Une association de vétérans algériens a été mise en place et, à notre connaissance, elle n'a pas encore reçu son agrément des autorités algériennes. C'est un peu dommage, car cela rend un peu plus difficile les échanges. Nous avons aussi des échanges directement avec des Algériens, en Algérie, qui ont participé aux essais. Bien sûr, c'est plus difficile, dans le sens où ils ne sont pas équipés d'internet, où ils sont moins habitués à réclamer. Cela n'a pas toujours été évident d'aller aussi en Algérie, d'abord pour des raisons financières. Nos associations n'ont pas de moyens importants. On a eu aussi des difficultés à obtenir des visas pour les Algériens, chaque fois qu'on a organisé des manifestations en France et qu'on voulait inviter des Algériens, dont Mohamed Bendjebbar, président de l'Association des vétérans algériens (qui avait participé à la fermeture des sites), ils recevaient leur visa le lendemain ou le surlendemain de ce qu'on avait prévu, ils recevaient leur visa, bien évidemment, mais en retard.

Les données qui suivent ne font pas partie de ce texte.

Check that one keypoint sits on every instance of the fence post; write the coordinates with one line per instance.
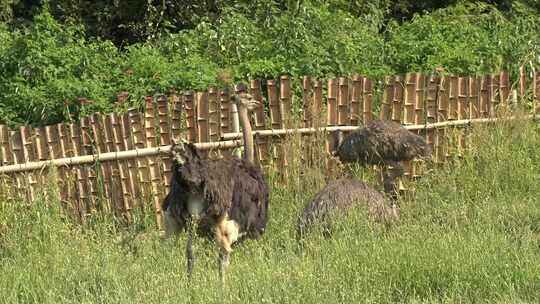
(153, 165)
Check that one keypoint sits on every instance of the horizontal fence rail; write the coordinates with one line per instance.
(119, 162)
(130, 154)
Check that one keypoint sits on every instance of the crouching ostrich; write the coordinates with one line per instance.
(383, 143)
(338, 198)
(226, 199)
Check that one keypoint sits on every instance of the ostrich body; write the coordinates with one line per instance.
(226, 199)
(383, 143)
(338, 198)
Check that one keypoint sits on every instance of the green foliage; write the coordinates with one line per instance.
(471, 235)
(465, 39)
(50, 63)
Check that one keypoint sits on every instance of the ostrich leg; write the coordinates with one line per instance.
(390, 177)
(224, 260)
(189, 247)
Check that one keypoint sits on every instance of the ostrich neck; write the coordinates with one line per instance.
(247, 134)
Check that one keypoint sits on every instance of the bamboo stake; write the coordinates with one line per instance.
(153, 165)
(332, 116)
(235, 122)
(453, 98)
(191, 116)
(367, 101)
(203, 112)
(16, 144)
(82, 195)
(261, 146)
(175, 116)
(474, 97)
(307, 98)
(139, 142)
(121, 167)
(285, 101)
(397, 99)
(224, 103)
(29, 156)
(103, 170)
(165, 136)
(493, 87)
(115, 181)
(318, 104)
(65, 174)
(536, 92)
(441, 142)
(431, 108)
(388, 96)
(419, 105)
(147, 152)
(408, 115)
(285, 98)
(135, 191)
(409, 99)
(165, 161)
(356, 113)
(504, 89)
(343, 104)
(484, 97)
(91, 171)
(522, 82)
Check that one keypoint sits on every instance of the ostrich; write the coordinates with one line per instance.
(383, 143)
(338, 198)
(226, 199)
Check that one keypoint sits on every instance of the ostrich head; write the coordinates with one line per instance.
(244, 99)
(187, 162)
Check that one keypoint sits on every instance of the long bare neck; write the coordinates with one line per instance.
(249, 153)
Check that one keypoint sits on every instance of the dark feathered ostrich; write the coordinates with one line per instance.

Il faudrait que les victimes algériennes puissent se regrouper, être soutenues par d'autres structures de la société algérienne de façon à ce que le gouvernement algérien prenne en compte en tant que tel le problème et pas simplement comme moyen de pression dans les négociations avec la France, car il y a un véritable problème de santé et d'environnement et sur lequel la France a un rôle à jouer en lien avec le gouvernement algérien. La France peut apporter une aide à l'Algérie, mais elle ne peut le faire qu'en accord avec le gouvernement algérien
Un groupe d'experts a été mis en place par les deux gouvernements fin 2007...
Il y a effectivement un travail officiel entre experts du gouvernement algérien et du gouvernement français chargés d'évaluer les risques et les dangers qui restent encore et de faire des propositions. Nous attendons les résultats de ce travail. C'est une question qui nous paraît importante, d'autant que l'Algérie veut négocier un réacteur de recherche au niveau nucléaire, il faut d'abord que le passé soit pris en compte.
Comment expliquez-vous que l'Algérie ne se soit pas saisi plus tôt de ce dossier d'essais nucléaires au Sahara ?
Il y a plusieurs facteurs. Je pense qu'au niveau de l'Etat algérien, on s'est servi de cette question plus au niveau politique dans le cadre des négociations globales avec la France et que c'était un point parmi d'autres des conséquences des méfaits du colonialisme. Et le gouvernement ne l'a pas traité de manière spécifique en tant que risque pour ses populations, pensant que cela ne constituait pas un problème.